Pini rejected injustice in its entirety. His concept of fairness was not what it is to many Nigerians: only where it affects them. Pini battled marginalisation against the Igbo for their role in the civil war. He fought for the restoration of the June 12 presidential election annulled by General Ibrahim Babangida and his regional power clique in the army and their civilian collaborators. He was a member of the Council for Unity and Understanding (CUU) formed by former Chief of General Staff, Okoh Ebitu Ukiwe, towards power shift.
CUU was a platform of dialogue which Ukiwe and his group (with Pini as the media mouthpiece and pen ambassador) used to initiate dialogue both within the elites of the former Eastern Region and across regions with Yoruba, Middle and progressive wing of the Northern elite. CUU was instrumental in getting Chief Moshood Abiola to return to Nigeria and fight for his mandate.
When the Afenifere led by Chief Michael Ajasin abandoned their anti-Abiola stance and joined forces with CUU, the Middle Belt Forum led by General TY Danjuma and Chief Anthony Enahoro’s Movement for National Reformation (MNR) in May 1995, the National Democratic Coalition (NADECO) was born, and the fight for Abiola’s mandate was in full spate.

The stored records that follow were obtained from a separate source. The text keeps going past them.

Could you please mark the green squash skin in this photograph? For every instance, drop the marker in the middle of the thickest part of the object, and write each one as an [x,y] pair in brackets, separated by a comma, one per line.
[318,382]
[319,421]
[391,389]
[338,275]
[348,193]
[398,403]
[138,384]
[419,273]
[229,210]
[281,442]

Pini, it will be recalled, participated in the “marches’ in Yaba, along with Chief Gani Fawehinmi, Prof. Wole Soyinka, Chief Enahoro, Admiral Ndubuisi Kanu and the others to support Abiola’s presidential mandate.
By 1998 when the General Abdulsalami Abubakar transition to civil rule programme was inaugurated, Pini was among those who formed the People’s National Forum (PNF) the Igbo leg of the national movement that eventually became the People’s Democratic Party (PDP) before it was hijacked by the military and put at the disposal of General Olusegun Obasanjo.
Once the movement was hijacked and named PDP at an Abuja convention, Pini Jason distanced himself from it and strictly minded his business as a media professional.
Even as a gubernatorial Executive Assistant, Pini Jason yearned for the end of the four-year period he promised Governor Ikedi Ohakim to enable him return to his trade. Many were the moments he crackled with regret that certain issues were at play in the media and he could not write to share his views, being shackled by his involvement in government.
In recent years, Pini’s health started failing. He had many surgeries for prostate and eye problems. But his peculiar handsomeness never deserted him. Pini has gone the way of all mortals. But he left behind enduring footprints and fingerprints on the sands of time. Centuries down the line, his ardent fans can always go to the archives and relive over thirty years of eclectic engagement with an artist who will never be forgotten.